By Kiersten Willis, The Atlanta Journal-Constitution
Troy Warren for CNT
A new study has found a healthy diet can promote healthy aging from the inside out.
Mbg health reported on a new study that can help you age healthily using epigenetics.
According to the Centers for Disease Control and Prevention, epigenetics is “the study of how your behaviors and environment can cause changes that affect the way your genes work.”
These changes are reversible. Environmental and behavioral changes don’t change the DNA sequence itself, of course, but they can alter the way your body reads it.
Findings published in the American Journal of Clinical Nutrition found that the DASH diet — Dietary Approaches to Stop Hypertension — can assist in these changes.
The DASH diet is promoted by the National Heart, Lung and Blood Institute for lowering blood pressure, and recommends eating vegetables, fruits, legumes, low fat-dairy products and whole grains.
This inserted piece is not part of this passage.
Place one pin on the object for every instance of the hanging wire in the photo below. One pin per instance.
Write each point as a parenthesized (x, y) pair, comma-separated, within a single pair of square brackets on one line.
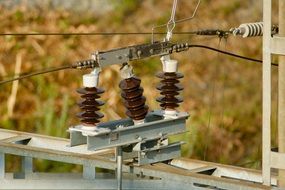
[(50, 70), (210, 109), (172, 21), (75, 66), (92, 33), (229, 53)]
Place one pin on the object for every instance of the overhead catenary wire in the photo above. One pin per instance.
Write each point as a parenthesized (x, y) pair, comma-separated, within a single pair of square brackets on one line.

Foods high in saturated fats and sugars should be limited.
Researches evaluated data from 1,995 participants from the Framingham Heart Study Offspring Cohort. They were mostly women and had an average age of 67. The team made cross-sectional associations between their DASH score and three markers of DNA methylation, which Mbg health explains is “a biochemical process that happens in the body all day, every day, and helps your body produce adequate levels of powerful antioxidants.”
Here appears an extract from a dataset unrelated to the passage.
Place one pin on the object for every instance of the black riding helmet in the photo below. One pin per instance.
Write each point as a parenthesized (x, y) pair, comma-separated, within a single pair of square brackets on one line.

Scientists conducted a mediation analysis to determine how epigenetic age acceleration’s mediation role connected to DASH and all-cause mortality.
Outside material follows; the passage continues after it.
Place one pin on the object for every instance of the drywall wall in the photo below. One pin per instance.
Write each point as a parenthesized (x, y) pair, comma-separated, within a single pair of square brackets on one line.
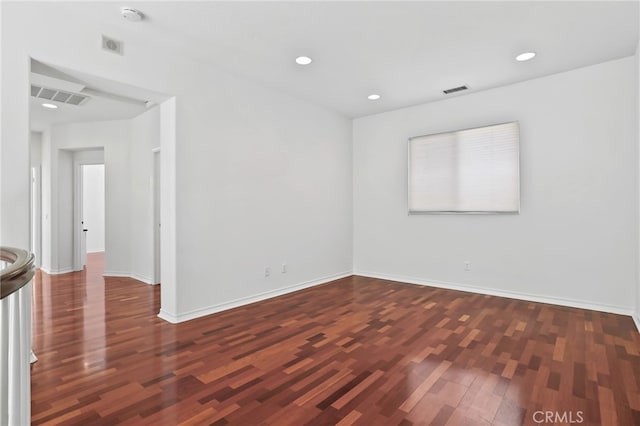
[(83, 143), (35, 143), (572, 242), (266, 180), (93, 206), (637, 63), (251, 177), (145, 136)]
The report noted that when you give your body missing nutrients and antioxidants, you have the potential to stabilize free radicals that can block the methylation cycle. That can lead to general health and promote longevity.
“Higher diet quality is associated with slower epigenetic age acceleration, which partially explains the beneficial effect of diet quality on the lifespan. Our findings emphasize that adopting a healthy diet is crucial for maintaining healthy aging,” researchers concluded.